5009. — À M. LE COMTE D’ARGENTAL.
18 auguste.

Divins anges, le bout de vos ailes m’est plus sacré que jamais. Je vous remercie du bateau : voilà ce qu’on peut donner de plus agréable à M. Tronchin[1]. Je vous prie de joindre à toutes vos bontés celle d’ordonner à l’orfèvre d’envoyer par la diligence son bateau à M. Camp, banquier à Lyon, lequel M. Camp me le dépêchera sur-le-champ.

J’espère que je vous aurai bientôt une obligation encore plus grande, et que votre protection fera réformer l’abominable arrêt de Toulouse.

En vérité, si le roi connaissait les conséquences funestes de cette horrible extravagance, il prendrait l’affaire des Calas plus à cœur que moi. Voilà déjà sept familles qui sont sorties de France. Avons-nous donc trop de manufacturiers et de cultivateurs ? Je soumets ce petit article à la considération de M. le comte de Choiseul. La France le bénit de travailler à la paix ; mais Marie-Thérèse poursuivra toujours Luc.

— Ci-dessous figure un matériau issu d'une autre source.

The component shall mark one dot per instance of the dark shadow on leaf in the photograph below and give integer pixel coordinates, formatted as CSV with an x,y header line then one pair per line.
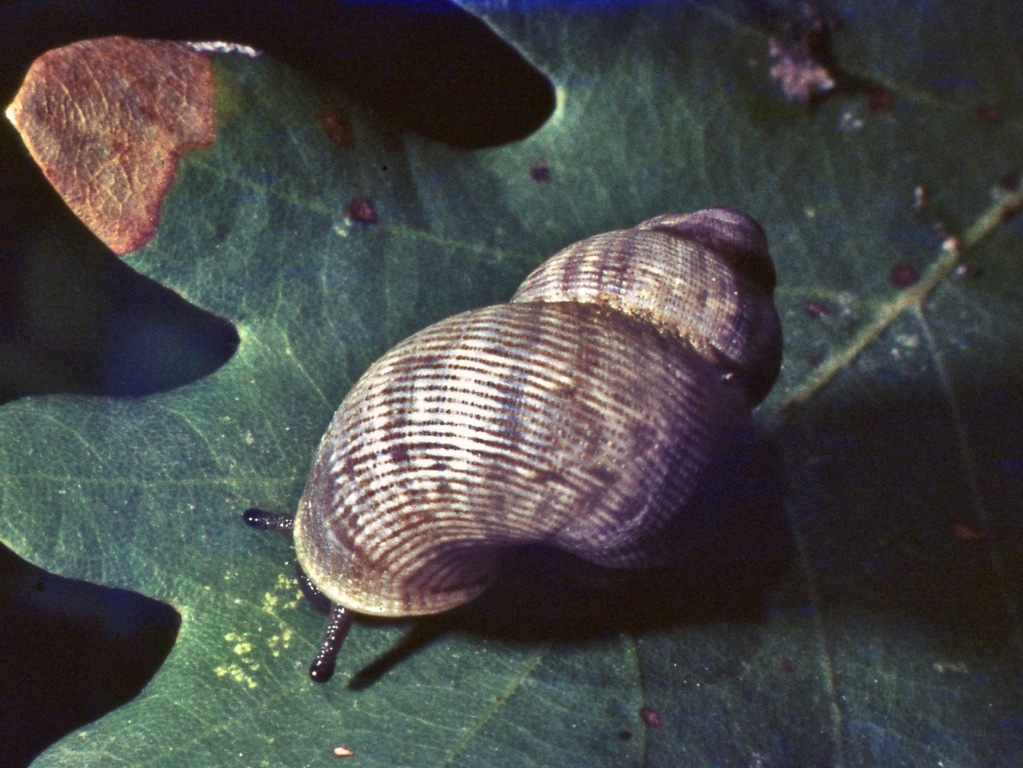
x,y
76,319
70,652
900,535
428,66
544,595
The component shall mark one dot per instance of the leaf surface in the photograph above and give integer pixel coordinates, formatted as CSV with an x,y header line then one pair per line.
x,y
893,639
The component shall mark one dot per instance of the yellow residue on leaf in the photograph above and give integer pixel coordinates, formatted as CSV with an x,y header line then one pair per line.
x,y
236,674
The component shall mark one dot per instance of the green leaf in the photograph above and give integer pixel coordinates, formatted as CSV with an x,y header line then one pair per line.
x,y
895,637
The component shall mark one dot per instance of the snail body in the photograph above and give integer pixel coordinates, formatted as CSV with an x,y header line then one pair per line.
x,y
579,415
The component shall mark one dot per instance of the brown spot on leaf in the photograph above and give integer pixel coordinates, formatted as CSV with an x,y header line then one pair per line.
x,y
362,211
337,128
106,121
814,309
540,172
651,717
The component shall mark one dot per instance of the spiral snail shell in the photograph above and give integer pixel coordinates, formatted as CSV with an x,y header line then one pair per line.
x,y
579,415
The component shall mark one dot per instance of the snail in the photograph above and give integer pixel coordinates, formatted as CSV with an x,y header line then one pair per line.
x,y
580,415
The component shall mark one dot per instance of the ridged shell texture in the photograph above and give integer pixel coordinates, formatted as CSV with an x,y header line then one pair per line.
x,y
579,415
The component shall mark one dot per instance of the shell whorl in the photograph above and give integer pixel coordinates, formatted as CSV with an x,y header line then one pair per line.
x,y
706,276
578,419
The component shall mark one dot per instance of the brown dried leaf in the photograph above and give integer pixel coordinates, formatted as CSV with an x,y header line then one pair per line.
x,y
106,121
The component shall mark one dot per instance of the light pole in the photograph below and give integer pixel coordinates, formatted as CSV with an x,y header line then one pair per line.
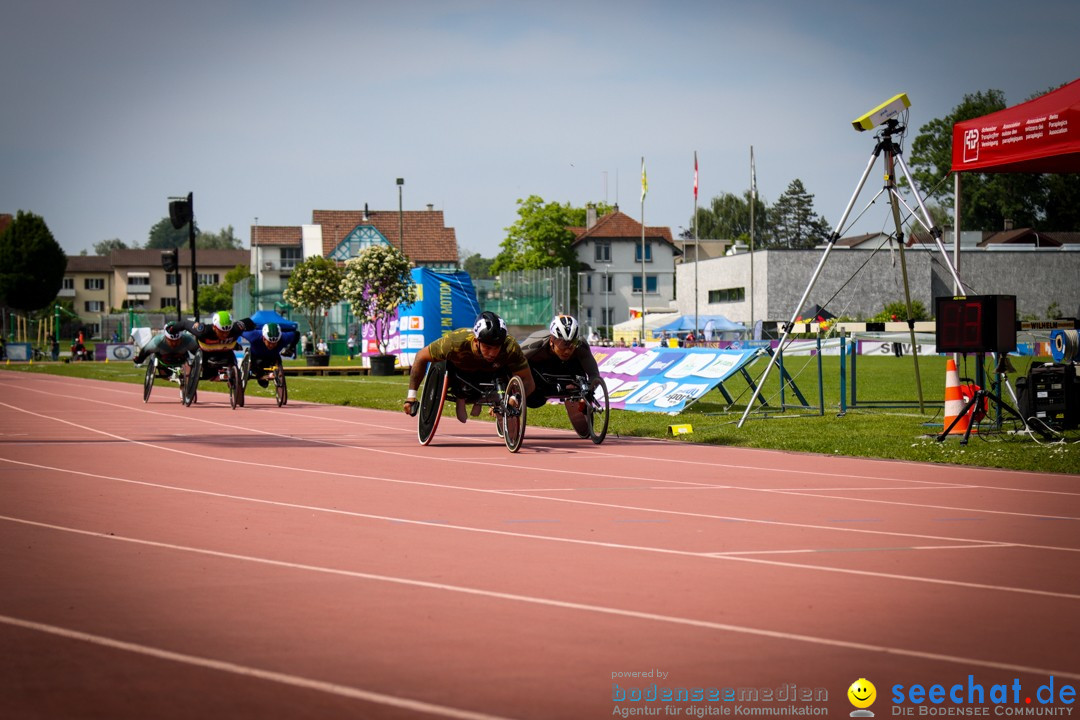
x,y
401,216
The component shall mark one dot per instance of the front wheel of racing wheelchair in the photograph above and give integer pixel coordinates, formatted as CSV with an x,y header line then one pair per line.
x,y
505,398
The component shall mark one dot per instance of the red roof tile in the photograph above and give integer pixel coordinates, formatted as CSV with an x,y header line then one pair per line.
x,y
620,226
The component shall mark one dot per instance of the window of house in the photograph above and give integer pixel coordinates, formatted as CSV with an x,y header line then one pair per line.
x,y
604,252
291,257
728,295
650,283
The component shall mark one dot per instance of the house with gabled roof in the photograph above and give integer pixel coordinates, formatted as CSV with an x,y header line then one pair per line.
x,y
609,284
342,234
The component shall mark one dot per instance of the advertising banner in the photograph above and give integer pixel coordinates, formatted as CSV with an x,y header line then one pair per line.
x,y
665,379
444,302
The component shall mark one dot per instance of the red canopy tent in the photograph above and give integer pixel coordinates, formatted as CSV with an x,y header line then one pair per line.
x,y
1038,136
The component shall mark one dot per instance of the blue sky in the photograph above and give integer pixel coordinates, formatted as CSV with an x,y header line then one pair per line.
x,y
271,109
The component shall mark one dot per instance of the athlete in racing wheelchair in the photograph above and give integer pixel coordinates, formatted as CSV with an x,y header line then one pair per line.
x,y
564,369
482,366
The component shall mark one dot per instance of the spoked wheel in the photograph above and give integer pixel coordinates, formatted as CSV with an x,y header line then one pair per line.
x,y
191,384
513,422
281,390
151,372
245,371
235,392
598,410
431,402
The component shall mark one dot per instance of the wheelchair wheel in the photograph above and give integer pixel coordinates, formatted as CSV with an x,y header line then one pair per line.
x,y
598,410
151,372
235,392
431,402
513,422
245,370
191,384
281,390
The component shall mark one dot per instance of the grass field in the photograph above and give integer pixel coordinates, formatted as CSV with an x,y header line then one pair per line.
x,y
901,433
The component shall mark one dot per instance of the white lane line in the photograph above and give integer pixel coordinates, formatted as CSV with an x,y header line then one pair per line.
x,y
572,541
565,605
270,676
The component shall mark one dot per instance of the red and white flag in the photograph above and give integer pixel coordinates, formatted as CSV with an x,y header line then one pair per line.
x,y
694,174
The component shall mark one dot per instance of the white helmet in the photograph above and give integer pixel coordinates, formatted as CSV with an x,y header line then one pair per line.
x,y
564,327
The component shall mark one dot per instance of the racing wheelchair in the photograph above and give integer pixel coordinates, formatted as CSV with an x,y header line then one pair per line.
x,y
588,407
277,375
505,398
156,368
216,368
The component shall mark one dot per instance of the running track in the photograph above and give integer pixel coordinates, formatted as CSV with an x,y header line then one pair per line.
x,y
314,561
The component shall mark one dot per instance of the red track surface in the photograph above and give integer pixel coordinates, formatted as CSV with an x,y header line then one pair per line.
x,y
314,561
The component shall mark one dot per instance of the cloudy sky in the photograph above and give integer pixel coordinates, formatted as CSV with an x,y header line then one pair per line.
x,y
269,109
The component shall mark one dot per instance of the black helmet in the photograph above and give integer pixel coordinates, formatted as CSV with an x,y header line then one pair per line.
x,y
173,330
489,328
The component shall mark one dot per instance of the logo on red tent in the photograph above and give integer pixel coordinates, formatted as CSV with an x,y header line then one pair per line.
x,y
971,145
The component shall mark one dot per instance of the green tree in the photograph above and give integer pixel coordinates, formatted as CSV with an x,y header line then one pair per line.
x,y
213,298
106,246
375,283
476,266
727,217
31,263
164,236
314,285
540,238
986,200
795,223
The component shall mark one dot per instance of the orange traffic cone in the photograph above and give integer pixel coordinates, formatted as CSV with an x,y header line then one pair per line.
x,y
955,399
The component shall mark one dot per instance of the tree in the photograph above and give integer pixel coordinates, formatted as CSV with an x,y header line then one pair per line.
x,y
213,298
164,236
476,266
31,263
986,200
727,217
794,221
540,236
376,282
106,246
314,285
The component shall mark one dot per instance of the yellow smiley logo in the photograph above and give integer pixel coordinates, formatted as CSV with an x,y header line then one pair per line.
x,y
862,693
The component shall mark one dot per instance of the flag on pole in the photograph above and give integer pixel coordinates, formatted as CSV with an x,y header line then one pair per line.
x,y
753,176
694,174
645,181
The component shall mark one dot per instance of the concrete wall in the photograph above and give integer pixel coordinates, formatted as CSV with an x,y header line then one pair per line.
x,y
863,282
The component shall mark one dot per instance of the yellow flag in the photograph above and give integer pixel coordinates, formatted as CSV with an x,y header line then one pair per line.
x,y
645,181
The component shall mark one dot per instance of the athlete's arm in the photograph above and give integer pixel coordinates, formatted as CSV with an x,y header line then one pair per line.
x,y
416,376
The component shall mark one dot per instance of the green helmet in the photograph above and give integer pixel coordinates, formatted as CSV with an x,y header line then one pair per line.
x,y
271,333
223,321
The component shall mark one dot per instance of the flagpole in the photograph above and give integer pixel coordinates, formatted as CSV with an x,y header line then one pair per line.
x,y
753,202
645,189
697,244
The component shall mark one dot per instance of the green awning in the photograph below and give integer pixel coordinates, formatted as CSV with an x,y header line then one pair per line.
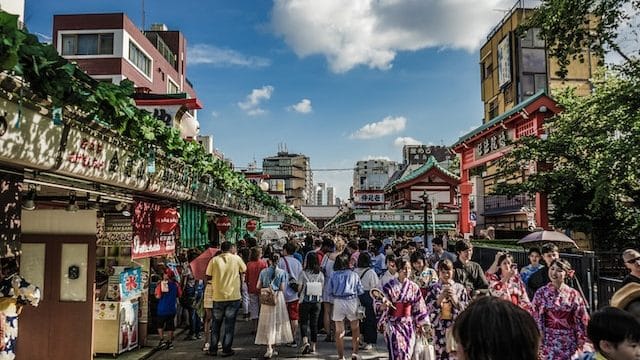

Catherine se joindra à Marie-Thérèse ; don Carlos voudra délivrer don Joseph du soin de régir la Lusitanie.

Cette pièce vraiment n’est pas aisée à faire ; et l’auteur y aura assurément bien de l’honneur. On lui battra des mains sur les bords de mon lac, comme sur les bords de la Seine. Il daigne donc aussi protéger le tripot et les curés ! Dieu le bénira. Il faut que nous lui ayons l’obligation, à lui et à M. le maréchal de Richelieu, d’être débarbarisés.

J’entends Mme de Scaliger à demi-mot ; elle veut un Cassandre : vous l’aurez, madame ; mais je doute que vous et mon autre ange vouliez l’exposer au théâtre et à la dent des malins, qui se moqueront de père Voltaire, et du curé d’Éphèse, et de ma religieuse, et de mon Cassandre dûment confessé. Cependant je vous jure que le tout fait un effet auguste et terrible. J’en ai pour garants des huguenots, qui se moquent des sacrements, et à qui pourtant ma confession a fait grand plaisir : enfin vous en jugerez. Je vous soumets tout ce que j’ai de sacré et de profane.

M. le maréchal de Richelieu vient-il ? Nous lui jouerons Cassandre. Mille tendres respects.

  1. Voyez lettre 4832.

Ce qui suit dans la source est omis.